Military radars typically operate in the so-called S-band (2-4 GHz) and beyond with high transmission power (e.g., 150 KW) using phased array antennae. The radar signals are extremely susceptible to interference from other communications systems, leading to severe degradation in detection performance of target applications.
Meanwhile, with respect to Wi-Fi systems, channel access in Wi-Fi systems is based on contention among active STAs having UL traffic. That is, all Wi-Fi systems are contention-based TDD systems where the access point and the mobile stations all vie for use of the same channel. The traditional method of contention used in Wi-Fi systems is carrier sense multiple access-collision avoidance (CSMA-CA), where a STA needs to sense for an idle channel prior to its transmission. The interframe sensing (IFS) interval and the corresponding back-off method to reduce collisions are typical overheads of any Wi-Fi system.
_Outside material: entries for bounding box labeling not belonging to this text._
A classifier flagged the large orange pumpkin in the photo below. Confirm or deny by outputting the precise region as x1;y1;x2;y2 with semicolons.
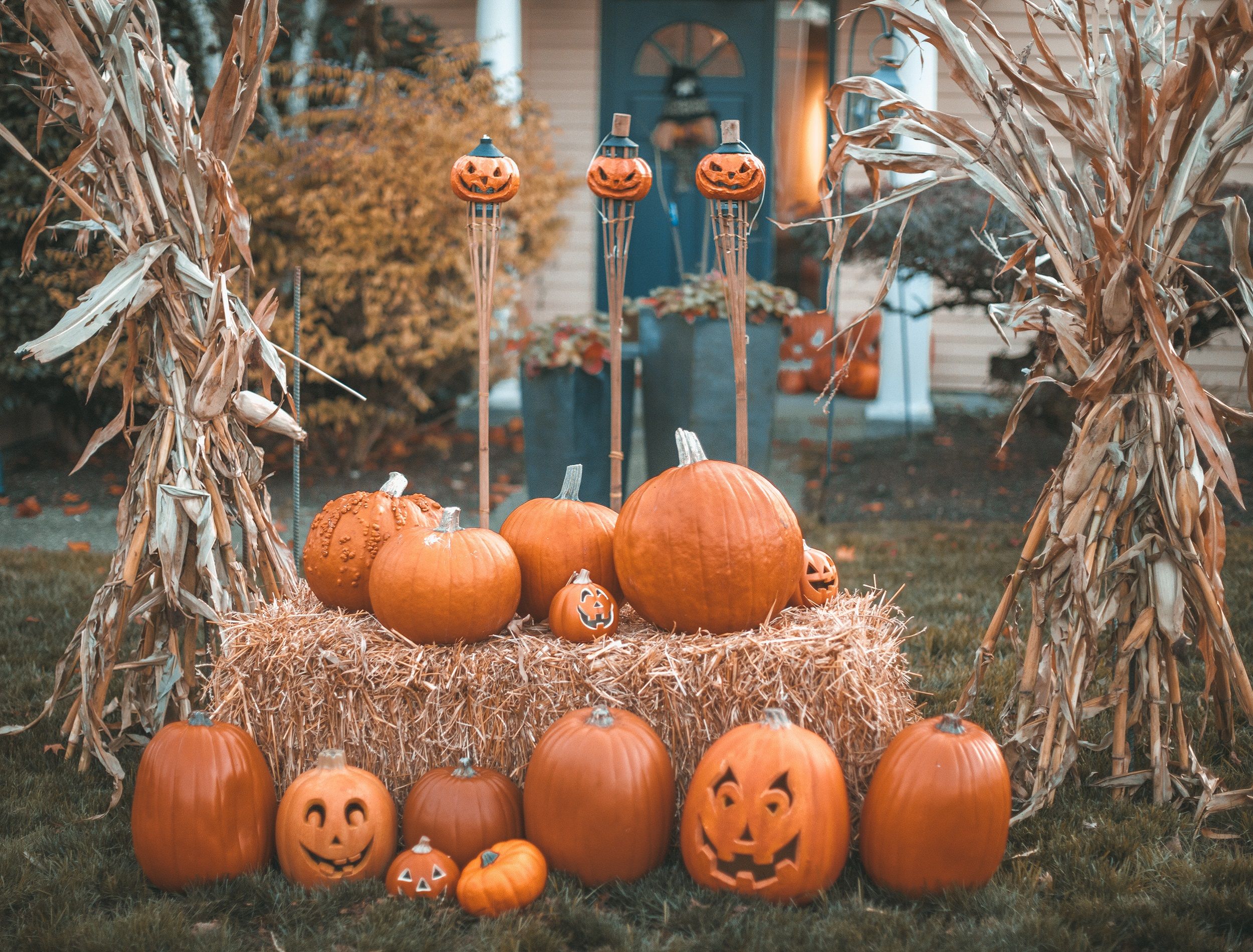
861;714;1010;896
305;472;440;611
130;711;277;891
500;463;621;621
523;704;674;886
370;506;523;644
275;751;396;888
401;757;523;868
679;708;850;903
614;430;804;634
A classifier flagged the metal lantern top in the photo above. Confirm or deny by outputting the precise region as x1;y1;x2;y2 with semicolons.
449;135;521;204
697;119;766;202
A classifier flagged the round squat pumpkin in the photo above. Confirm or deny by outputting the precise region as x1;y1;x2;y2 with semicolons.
611;430;804;635
130;711;277;891
500;463;621;621
370;506;523;644
679;708;850;903
523;704;674;886
383;837;461;899
305;472;440;611
458;839;548;917
401;757;523;868
275;749;396;888
861;714;1010;897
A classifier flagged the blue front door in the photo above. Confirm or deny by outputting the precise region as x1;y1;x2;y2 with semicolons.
598;0;774;308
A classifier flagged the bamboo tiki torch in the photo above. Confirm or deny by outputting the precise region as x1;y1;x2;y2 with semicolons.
588;113;653;513
450;135;520;529
697;119;766;466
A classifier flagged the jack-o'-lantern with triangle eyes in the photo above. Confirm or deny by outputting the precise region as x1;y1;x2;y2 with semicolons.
679;708;850;903
450;135;521;204
385;837;461;901
275;751;397;888
549;569;618;641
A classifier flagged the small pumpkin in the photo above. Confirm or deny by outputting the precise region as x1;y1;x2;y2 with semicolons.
130;711;277;891
401;757;523;867
370;506;523;644
305;472;440;611
788;543;840;608
523;704;674;886
679;708;850;903
275;749;396;888
549;569;618;641
383;837;461;899
449;135;521;204
500;463;621;621
861;714;1010;897
611;430;803;635
458;839;548;917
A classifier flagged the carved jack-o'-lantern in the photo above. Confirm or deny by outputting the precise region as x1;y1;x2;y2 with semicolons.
275;751;396;887
450;135;521;204
549;569;618;641
679;709;850;902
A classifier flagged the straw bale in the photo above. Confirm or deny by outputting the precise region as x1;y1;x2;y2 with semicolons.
208;583;917;807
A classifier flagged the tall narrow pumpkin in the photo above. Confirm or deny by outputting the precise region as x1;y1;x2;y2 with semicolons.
861;714;1010;897
614;430;804;634
130;711;277;891
523;704;674;886
500;463;621;621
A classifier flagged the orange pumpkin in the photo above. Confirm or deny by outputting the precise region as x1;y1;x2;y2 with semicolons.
401;757;523;867
523;704;674;886
549;569;618;641
370;506;523;644
275;751;396;888
788;544;840;608
449;135;521;204
305;472;440;611
383;837;461;899
614;430;804;634
458;839;548;917
679;708;850;903
130;711;277;891
500;463;621;621
861;714;1010;897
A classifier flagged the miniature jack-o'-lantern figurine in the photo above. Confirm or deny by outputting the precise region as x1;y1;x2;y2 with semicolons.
679;708;850;903
386;837;461;899
275;751;396;888
450;135;521;204
549;569;618;641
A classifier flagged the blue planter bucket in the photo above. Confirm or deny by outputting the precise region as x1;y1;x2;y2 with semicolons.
521;343;637;506
639;308;783;478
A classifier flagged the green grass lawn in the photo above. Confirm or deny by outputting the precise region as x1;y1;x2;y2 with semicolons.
0;523;1253;952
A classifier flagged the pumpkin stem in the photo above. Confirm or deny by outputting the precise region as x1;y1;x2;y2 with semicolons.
558;462;583;503
378;472;408;499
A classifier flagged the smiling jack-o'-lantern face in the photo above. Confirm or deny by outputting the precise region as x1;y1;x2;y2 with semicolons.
275;751;396;887
679;709;850;902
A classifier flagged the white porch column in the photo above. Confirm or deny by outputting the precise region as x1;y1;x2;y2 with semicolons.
475;0;523;103
866;0;940;426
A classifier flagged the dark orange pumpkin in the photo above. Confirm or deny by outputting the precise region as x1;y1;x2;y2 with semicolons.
861;714;1010;897
305;472;440;611
549;569;618;641
614;430;804;634
401;757;523;868
275;751;396;888
130;711;277;891
370;506;523;644
500;463;621;621
523;704;674;886
679;709;850;903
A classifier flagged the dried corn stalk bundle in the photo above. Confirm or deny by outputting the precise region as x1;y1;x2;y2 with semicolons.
0;0;296;803
827;0;1253;819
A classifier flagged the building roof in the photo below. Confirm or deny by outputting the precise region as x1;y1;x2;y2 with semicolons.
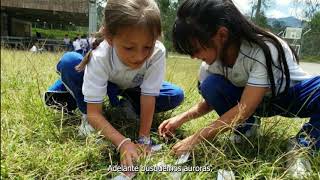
1;0;89;26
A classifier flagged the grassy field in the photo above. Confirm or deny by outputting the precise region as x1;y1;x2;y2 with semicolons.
1;49;320;179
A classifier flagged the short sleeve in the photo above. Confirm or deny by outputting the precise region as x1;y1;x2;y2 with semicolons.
82;56;109;103
140;42;166;96
247;49;270;87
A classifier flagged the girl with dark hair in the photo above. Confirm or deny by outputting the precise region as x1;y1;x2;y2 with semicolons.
46;0;184;169
159;0;320;176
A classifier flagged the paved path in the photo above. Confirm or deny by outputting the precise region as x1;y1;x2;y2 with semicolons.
169;55;320;75
300;62;320;75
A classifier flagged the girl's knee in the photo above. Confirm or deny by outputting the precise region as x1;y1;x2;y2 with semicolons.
173;86;184;107
57;52;83;73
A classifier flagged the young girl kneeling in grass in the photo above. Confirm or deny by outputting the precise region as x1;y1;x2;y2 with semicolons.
45;0;183;166
159;0;320;176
If Wi-Fi and other wireless systems are to coexist with radar systems, the wireless users will be treated as secondary users and need to impart reduced interference (relative to normal operation) to the radar signals. In the absence of a coexistence mechanism, wireless devices such as STAs in a Wi-Fi system may contend for the channel and access the channel medium when the channel medium is sensed by a STA as being idle. However, during transmissions, if a radar signal appears, the ongoing transmissions will collide with the radar signal, resulting in packet loss of such STAs and other wireless devices. Since the exclusion zone of a radar signal is significant, concurrent transmissions will result in reduced system throughput. Moreover, for the example of STAs, these STAs may assume collisions with other STA transmissions and continue retransmissions with subsequent failure, since STAs are not being informed of radar operation.
In other words, in case coexistence among wireless systems such as LTE or Wi-Fi systems with radars is allowed, a problem is that there are no obvious solutions as to how to guarantee both radar operation and wireless operation in the same or adjacent channels.